It’s fair to say that the last few weeks have been tumultuous ones in UK and Welsh politics.
In the General Election, we saw the Tories swept aside in Wales and it is about time.
I can think of 100 different reasons why the electorate imposed their own blanket ban on them in Wales but it ultimately came down to their own hubris and their lack of competence.
Voters did not forget that while we obeyed pandemic laws, they partied. Nor would voters forgive them for their ineptness across a wide range of policy areas. It would be hard to come up with a single thing that worked out well for the Tories during their last few years in power.
After a result that saw Labour win back many of the seats they have lost over the years to the Conservatives, you would think that there would be an air of positivity in their camp. Not so, it seems.
The controversial £200,000 donations to Vaughan Gething’s leadership campaign from a convicted polluter, the leaking of Labour group messages that suggested he may not have told the whole truth to the Covid inquiry and his subsequent handling of a ministerial sacking cast a long shadow over their General Election campaign.
The culmination of events reached their inevitable conclusion this week when, following several cabinet resignations, the First Minister finally stepped down.
In reality, he had no choice but to go but the decision came many weeks too late in the eyes of many commentators.
It has tarnished Labour’s brand in Wales and it has even tarnished Labour in Westminster as Gething received the full backing of Starmer and many of the Labour MPs in Wales.
This may partly explain why Labour’s result in Wales did not have the depth that it has enjoyed in previous landslide victories for them.
Plaid Cymru were certainly one of the beneficiaries of a lack of confidence in Labour during the General Election campaign.

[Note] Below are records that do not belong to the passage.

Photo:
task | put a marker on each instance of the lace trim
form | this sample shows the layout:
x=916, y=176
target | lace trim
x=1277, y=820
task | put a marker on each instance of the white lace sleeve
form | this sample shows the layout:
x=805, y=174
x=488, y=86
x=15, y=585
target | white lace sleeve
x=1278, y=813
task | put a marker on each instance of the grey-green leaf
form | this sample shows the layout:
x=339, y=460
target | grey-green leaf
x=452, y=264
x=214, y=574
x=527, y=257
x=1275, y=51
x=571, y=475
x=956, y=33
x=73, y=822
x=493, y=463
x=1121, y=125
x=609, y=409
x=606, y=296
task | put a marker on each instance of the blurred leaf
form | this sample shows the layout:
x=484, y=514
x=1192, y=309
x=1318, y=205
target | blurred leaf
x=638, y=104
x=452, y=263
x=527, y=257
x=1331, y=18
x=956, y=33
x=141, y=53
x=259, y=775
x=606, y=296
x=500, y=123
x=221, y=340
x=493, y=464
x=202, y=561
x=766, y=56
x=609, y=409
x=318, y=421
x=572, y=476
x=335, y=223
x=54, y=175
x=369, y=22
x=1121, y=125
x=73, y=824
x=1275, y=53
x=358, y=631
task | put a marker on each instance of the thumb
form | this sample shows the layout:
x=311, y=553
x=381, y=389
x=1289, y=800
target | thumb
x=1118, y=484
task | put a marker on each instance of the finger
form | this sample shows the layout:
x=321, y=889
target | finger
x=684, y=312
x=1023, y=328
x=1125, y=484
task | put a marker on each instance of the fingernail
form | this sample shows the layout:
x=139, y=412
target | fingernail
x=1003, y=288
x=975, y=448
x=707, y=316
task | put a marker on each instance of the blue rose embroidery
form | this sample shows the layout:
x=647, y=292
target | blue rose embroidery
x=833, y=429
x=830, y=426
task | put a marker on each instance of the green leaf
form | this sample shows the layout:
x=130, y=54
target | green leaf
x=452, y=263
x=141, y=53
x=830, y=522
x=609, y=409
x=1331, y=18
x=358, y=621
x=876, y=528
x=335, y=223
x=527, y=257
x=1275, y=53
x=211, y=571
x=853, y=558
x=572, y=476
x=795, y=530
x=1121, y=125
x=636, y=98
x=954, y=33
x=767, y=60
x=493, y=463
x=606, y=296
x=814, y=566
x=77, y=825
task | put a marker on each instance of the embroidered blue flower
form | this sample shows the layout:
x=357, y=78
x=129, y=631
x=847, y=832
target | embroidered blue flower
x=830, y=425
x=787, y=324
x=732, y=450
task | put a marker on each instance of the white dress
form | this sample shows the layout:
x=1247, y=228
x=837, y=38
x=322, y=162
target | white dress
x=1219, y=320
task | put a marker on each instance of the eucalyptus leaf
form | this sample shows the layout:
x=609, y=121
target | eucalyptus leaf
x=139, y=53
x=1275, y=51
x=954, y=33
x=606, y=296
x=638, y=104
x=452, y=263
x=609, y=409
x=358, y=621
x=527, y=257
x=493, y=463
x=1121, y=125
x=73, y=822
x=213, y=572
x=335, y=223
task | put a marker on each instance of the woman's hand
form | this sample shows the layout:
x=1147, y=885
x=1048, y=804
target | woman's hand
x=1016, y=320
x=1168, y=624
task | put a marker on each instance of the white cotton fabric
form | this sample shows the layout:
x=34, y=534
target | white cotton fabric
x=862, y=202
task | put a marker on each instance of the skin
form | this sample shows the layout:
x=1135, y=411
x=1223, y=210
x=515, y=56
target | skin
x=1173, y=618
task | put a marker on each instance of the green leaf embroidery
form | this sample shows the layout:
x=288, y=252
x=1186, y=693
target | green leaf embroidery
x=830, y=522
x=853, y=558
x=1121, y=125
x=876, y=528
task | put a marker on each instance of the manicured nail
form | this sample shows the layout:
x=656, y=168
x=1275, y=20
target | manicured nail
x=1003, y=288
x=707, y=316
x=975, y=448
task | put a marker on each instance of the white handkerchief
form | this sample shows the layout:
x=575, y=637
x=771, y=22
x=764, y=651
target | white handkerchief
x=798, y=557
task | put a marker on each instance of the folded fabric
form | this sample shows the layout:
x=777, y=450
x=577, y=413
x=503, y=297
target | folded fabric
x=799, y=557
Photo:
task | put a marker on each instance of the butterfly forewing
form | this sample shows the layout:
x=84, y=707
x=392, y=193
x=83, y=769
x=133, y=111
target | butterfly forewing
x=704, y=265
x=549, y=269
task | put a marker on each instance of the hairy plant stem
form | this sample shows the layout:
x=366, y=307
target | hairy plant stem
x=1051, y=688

In the constituencies of Carmarthen and Anglesey, we won two seats that Labour threw the proverbial kitchen sink at. We also attracted support from normally loyal Labour voters due to issues such as frustration with Starmer wedding himself to so many right-wing Tory policies, disgust with the party’s stance on the ongoing violence in Gaza and their unwillingness to fight Wales’ corner on matters such as fair funding or HS2.
I am pleased to say a fair number of those new voters have now joined Plaid Cymru.
In the next Senedd election in two years’ time – when our message will not be drowned out by the UK media landscape – it will be interesting to see how we do if we can keep up this momentum and Labour’s woes in Wales continue.